### The existence or inexistence of a maximal element

Have you ever wondered why the real number line does not have a maximal element?
Take $\Bbb{R}$. Define an element $\alpha$. Declare that $\alpha$ is greater than any element in in $\Bbb{R}$. Can we do that? Surely! We’re defining it thus. In fact, $\alpha$ does not even have to be a real number! It can just be some mysterious object that we declare to be greater than every real number. Note that $\alpha$ is greater than real number, but it is not the maximal element of $\Bbb{R}$, as for that it will have to be a part of $\Bbb{R}$. Why can’t $\alpha$ be a part of $\Bbb{R}$? We’ll see in the next paragraph.

However, it is when we assert that $\alpha$ has to be a real number that we begin to face problems. If $\alpha$ is a real number, then so is $\alpha+1$. Thereby, we reach a contradiction, showing that no real number can exist which is greater than all other real numbers.

Another approach is to take the sum of all real numbers. Let that sum be $\mathfrak{S}$, which is greater than any one real number. However, as the sum of real numbers is a real number by axiom ($\Bbb{R}$ is a field), $\mathfrak{S}$ is also a real number, which is smaller than the real number $\mathfrak{S}+1$. If we did not have the axiom that the sum of real numbers should be a real number, then we’d be able to create a number greater than all real numbers. The same argument would work if we were to multiply all real numbers.

Now I’d like to draw your attention to the proof of the fact that every ring must have a maximal ideal, as given on pg. 4 of the book “Commutative Algebra” by Atiyah-Macdonald.

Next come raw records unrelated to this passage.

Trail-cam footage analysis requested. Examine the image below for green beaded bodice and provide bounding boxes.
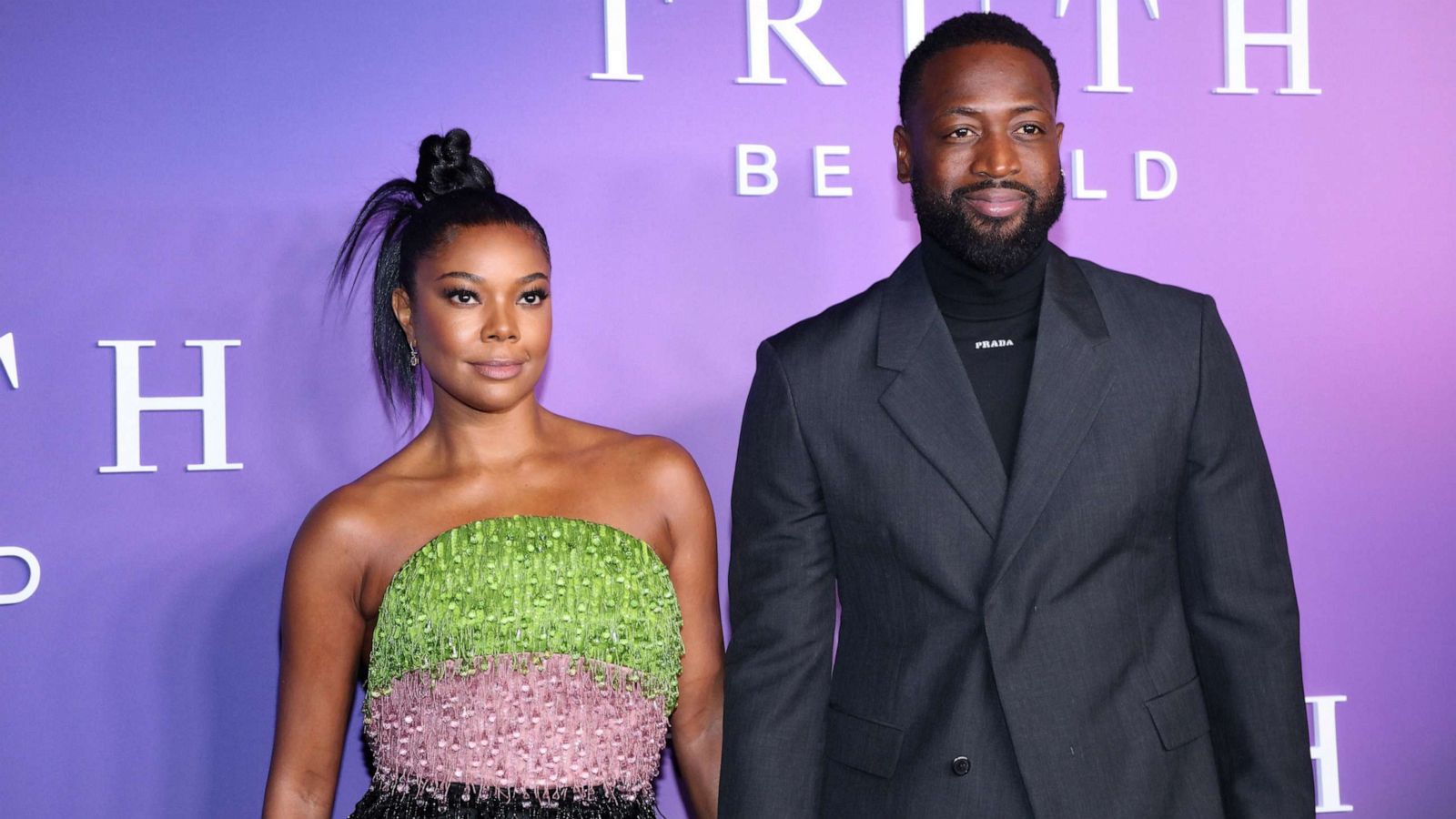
[366,516,682,711]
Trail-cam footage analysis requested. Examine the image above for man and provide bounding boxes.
[721,15,1313,819]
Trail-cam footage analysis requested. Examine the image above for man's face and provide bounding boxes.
[894,44,1066,274]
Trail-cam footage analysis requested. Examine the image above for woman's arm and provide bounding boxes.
[264,495,364,819]
[653,444,723,819]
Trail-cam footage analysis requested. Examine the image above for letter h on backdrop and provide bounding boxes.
[1213,0,1320,96]
[96,339,243,473]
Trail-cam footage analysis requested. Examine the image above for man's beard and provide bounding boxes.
[910,177,1067,276]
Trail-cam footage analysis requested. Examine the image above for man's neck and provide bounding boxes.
[920,236,1051,318]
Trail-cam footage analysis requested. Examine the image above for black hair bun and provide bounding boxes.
[415,128,495,203]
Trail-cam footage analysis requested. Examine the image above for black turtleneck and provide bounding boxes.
[920,238,1051,475]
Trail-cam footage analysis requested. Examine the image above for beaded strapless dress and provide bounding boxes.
[352,516,682,819]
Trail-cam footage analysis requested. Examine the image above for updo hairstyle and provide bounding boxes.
[329,128,551,421]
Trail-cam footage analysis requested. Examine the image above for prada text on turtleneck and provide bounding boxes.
[920,238,1051,475]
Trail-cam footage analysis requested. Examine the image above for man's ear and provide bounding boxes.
[894,126,912,182]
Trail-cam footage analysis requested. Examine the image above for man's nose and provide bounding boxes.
[971,133,1021,179]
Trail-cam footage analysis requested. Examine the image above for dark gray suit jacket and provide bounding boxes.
[721,249,1313,819]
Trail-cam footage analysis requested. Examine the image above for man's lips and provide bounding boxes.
[966,188,1026,218]
[470,359,526,380]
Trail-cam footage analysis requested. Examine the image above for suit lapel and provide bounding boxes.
[876,248,1006,540]
[990,248,1112,587]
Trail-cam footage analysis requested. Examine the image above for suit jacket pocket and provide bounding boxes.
[824,705,905,780]
[1143,678,1208,751]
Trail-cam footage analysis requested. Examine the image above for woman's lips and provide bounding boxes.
[470,359,526,380]
[966,189,1026,218]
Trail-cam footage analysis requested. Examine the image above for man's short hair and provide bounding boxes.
[900,12,1061,124]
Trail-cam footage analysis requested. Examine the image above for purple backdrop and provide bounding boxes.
[0,0,1456,817]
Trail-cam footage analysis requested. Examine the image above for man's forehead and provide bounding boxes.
[920,42,1054,109]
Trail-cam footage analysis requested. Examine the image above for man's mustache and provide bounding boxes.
[951,179,1038,201]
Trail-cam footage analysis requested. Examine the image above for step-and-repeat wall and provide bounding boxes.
[0,0,1456,819]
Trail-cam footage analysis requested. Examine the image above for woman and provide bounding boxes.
[264,130,723,819]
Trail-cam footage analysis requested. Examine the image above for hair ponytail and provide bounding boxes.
[329,128,551,421]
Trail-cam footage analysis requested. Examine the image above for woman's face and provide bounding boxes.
[395,225,551,412]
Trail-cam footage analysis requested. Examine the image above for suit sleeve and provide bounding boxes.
[719,341,834,819]
[1178,298,1315,819]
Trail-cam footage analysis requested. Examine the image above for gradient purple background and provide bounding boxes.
[0,0,1456,819]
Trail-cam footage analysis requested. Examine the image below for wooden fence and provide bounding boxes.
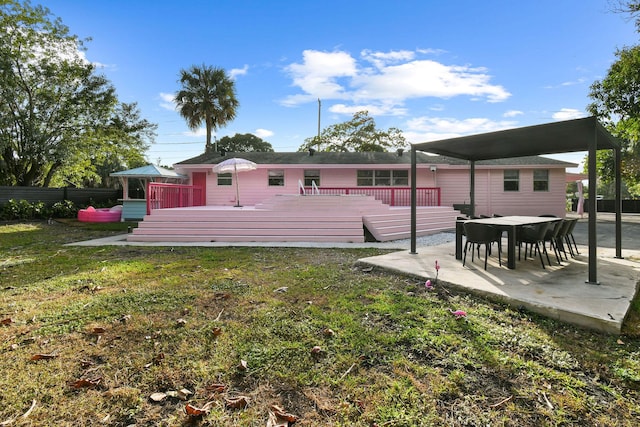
[0,186,122,206]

The gist of the proof is: take every ideal which is a proper subset of the ring, and find its union. This union is the maximal ideal.

Why this proof works is that we wouldn’t know which element to add to make the ideal bigger. If we could construct a bigger ideal for any ideal we choose, we can prove that no maximal ideal exists. But whatever element we choose to add to the previous ideal, we have no reason to suspect that that element does not already exist in it.

Let us generalize this argument. Let us take a set of elements, define an order between the elements, and then declare the existence of a maximal element which is part of the set. If we cannot prove that a bigger element exists, then there is no contradiction, and hence that element is indeed a maximal element of the set. This argument works if we were to prove that every ring has a maximal ideal, and does not if we were to prove that $\Bbb{R}$ has a maximal element.